Sur papier, la province est bilingue, mais « c’est un mythe. En réalité, le français reçoit des accommodements, pas des droits ».

C’est dire si le bilinguisme ailleurs au Canada est un mythe…

« Je suis perçu par certains comme un radical, un don Quichotte même, alors que je ne fais que réclamer l’application de la loi. Oui, j’ai ce défaut : quand on me reconnaît un droit, je veux qu’il soit appliqué. Si la Loi sur les véhicules à moteur était appliquée de la même manière que celle sur les langues officielles, ce serait le chaos sur les routes. »

– Michel Doucet, professeur de droit à l’Université de Moncton

« Je me rends compte qu’il y a beaucoup de complaisance et de laisser-faire chez les francophones. Je me demande si je n’y ai pas contribué en obtenant des garanties juridiques rassurantes…

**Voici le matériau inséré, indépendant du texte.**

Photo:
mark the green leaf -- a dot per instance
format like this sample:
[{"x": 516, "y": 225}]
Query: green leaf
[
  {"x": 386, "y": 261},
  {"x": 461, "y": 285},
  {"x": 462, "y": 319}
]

« Le problème n’est pas juridique. Il est politique. Il n’y a pas de volonté réelle de les mettre en œuvre. »

Politique et social : « Les francophones sont les premiers à blâmer. Les commerçants qui n’affichent pas en français à Moncton. Les parents qui envoient leurs enfants à l’école d’immersion francophone, au lieu de l’école francophone. Ceux qui ne respectent pas leur langue. Ça, aucune loi n’y peut rien. »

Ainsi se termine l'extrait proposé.